To our knowledge, this is the first study to reveal that low- and high-LET radiation exposure in mice triggers similar genetic alterations leading to lymphomagenesis. We showed that loss of a single gene (Mlh1), which occurs in aging human HSCs, caused a significantly greater incidence of lymphomagenesis after sham-, low-, or high-LET radiation exposure, without affecting HSC functions. However, the results should be interpreted carefully, as the aging of the hematopoietic system is a complex process governed by intrinsic and extrinsic alterations.

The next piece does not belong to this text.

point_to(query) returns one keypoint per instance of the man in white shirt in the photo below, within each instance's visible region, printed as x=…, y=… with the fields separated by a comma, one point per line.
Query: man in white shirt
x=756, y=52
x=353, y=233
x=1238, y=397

In fact, a recent study has shown a strong correlation between downregulation of human HSC genes (FLT3, BANK1, ITGA4, and HIF1α) and processes such as lymphoid activation, differentiation, and tissue remodeling.³⁹ To appreciate the effect of space radiation on the hematopoietic system of astronauts requires a better understanding of aging human HSCs, in particular lineage-affiliated gene expression patterns and epigenetic alteration leading to change in HSC pool. Therefore, future studies should focus on using more relevant mouse models that represent aging human HSC phenotypes driven by specific gene alterations. Notably, we found that high LET radiation demonstrated a dose effect and protons did not. A primary difference between high LET and low LET radiation is sparsely ionizing versus densely ionizing nature. To hit as many cells with high LET radiation, a greater dose is needed; however, due to the track structure, high LET radiation deposits more energy within each cell it hits. Thus, there is a balance between DNA damage that leads to transformation with DNA damage that results in cell death. The data could be interpreted to mean that transformation needs sufficient cells to be hit, but after that, increased damage means increased transformation.

Ground-based space radiation simulation has had limitations in replicating cosmic radiation, but recent advances in physics have made it possible to expose animals or samples to mixed-beams (composed of multiple ion species) at low doses and rates to closely mimic what happens in space. Equally important is the further investigation of the types of radiation that are becoming more common-place in clinical practice (ie, carbon therapy, which also has significantly higher LETs than both photons and protons). The overall significance of this work is an assessment of the risk of secondary malignancy in patients (or primary malignancy in astronauts) after exposure to high LET radiation when considering genetic predispositions that affect aging cancer and astronaut populations. Loss of MMR is common in these groups, and here we modeled MMR loss and radiation exposure. Additional studies will be needed to more accurately predict the risks moving forward, with a particular emphasis on age-appropriate genetic models that may go beyond MMR. Nonetheless, the data here argue that incidence of transformation depends on LET more so than the type of transformation.